The motion of systems with linear restoring forces and recurring nonlinear perturbations is of central importance in physics. When a system’s natural oscillation frequencies and the frequency of the nonlinear restoring forces satisfy certain algebraic relations, the dynamics become resonant. In accelerator physics, an understanding of resonances and nonlinear dynamics is crucial for avoiding the loss of beam particles. Here we confirm the theoretical prediction of the dynamics for a single two-dimensional coupled resonance by observing so-called fixed lines. Specifically, we use the CERN Super Proton Synchrotron to measure the position of a particle beam at discrete locations around the accelerator. These measurements allow us to construct the Poincaré surface of section, which captures the main features of the dynamics in a periodic system. In our setting, any resonant particle passing through the Poincaré surface of section lies on a curve embedded in a four-dimensional phase space, the fixed line. These findings are relevant for mitigating beam degradation and thus for achieving high-intensity and high-brightness beams, as required for both current and future accelerator projects.

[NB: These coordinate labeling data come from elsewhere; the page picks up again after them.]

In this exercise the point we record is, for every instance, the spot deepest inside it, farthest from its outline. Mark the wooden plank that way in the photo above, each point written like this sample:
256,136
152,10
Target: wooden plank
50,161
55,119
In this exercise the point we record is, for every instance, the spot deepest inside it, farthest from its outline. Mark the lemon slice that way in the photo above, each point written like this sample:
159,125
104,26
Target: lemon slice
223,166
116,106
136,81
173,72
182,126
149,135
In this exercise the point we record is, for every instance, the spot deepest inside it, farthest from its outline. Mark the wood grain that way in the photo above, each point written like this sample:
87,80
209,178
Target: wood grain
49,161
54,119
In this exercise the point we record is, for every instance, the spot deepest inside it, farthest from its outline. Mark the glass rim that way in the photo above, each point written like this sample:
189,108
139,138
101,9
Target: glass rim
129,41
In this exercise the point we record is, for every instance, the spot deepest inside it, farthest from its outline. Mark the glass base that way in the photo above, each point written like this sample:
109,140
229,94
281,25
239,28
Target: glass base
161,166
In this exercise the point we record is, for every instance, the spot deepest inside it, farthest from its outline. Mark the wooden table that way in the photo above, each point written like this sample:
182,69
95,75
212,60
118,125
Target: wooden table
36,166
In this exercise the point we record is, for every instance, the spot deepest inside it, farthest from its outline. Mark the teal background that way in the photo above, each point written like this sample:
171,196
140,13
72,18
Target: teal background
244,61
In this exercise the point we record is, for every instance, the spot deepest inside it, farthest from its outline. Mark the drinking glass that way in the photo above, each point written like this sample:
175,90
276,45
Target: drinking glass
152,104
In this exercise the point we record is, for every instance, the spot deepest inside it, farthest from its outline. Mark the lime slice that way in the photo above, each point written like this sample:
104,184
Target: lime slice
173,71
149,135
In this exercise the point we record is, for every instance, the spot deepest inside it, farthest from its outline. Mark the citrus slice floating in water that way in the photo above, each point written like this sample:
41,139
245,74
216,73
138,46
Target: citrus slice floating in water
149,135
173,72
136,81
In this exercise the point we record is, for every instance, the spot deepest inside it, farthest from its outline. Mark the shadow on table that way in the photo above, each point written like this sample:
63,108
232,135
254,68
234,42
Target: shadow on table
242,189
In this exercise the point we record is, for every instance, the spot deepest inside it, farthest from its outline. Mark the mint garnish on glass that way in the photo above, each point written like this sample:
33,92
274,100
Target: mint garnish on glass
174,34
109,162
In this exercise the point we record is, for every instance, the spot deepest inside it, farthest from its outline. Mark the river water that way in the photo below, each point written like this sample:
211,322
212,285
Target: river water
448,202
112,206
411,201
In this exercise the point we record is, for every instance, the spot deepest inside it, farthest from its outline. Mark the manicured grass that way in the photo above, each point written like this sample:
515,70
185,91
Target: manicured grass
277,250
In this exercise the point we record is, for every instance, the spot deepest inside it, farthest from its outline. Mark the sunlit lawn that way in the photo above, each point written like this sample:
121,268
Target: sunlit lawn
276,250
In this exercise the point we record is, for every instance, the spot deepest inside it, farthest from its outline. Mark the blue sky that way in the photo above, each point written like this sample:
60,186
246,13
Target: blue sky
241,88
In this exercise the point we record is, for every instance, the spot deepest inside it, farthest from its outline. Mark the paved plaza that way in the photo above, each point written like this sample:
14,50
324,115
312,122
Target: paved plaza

具有线性恢复力和反复出现的非线性扰动的系统的运动在物理学中至关重要。当系统的固有振荡频率和非线性恢复力的频率满足一定的代数关系时，动力学就会发生共振。在加速器物理学中，了解共振和非线性动力学对于避免束粒子损失至关重要。在这里，我们通过观察所谓的固定线来确认单个二维耦合共振动力学的理论预测。具体来说，我们使用 CERN 超级质子同步加速器来测量加速器周围离散位置的粒子束位置。这些测量使我们能够构建庞加莱截面曲面，它捕获了周期系统中动力学的主要特征。在我们的设置中，任何穿过庞加莱截面表面的共振粒子都位于嵌入四维相空间的曲线上，即固定线。这些发现与减轻光束退化有关，从而实现当前和未来加速器项目所需的高强度和高亮度光束。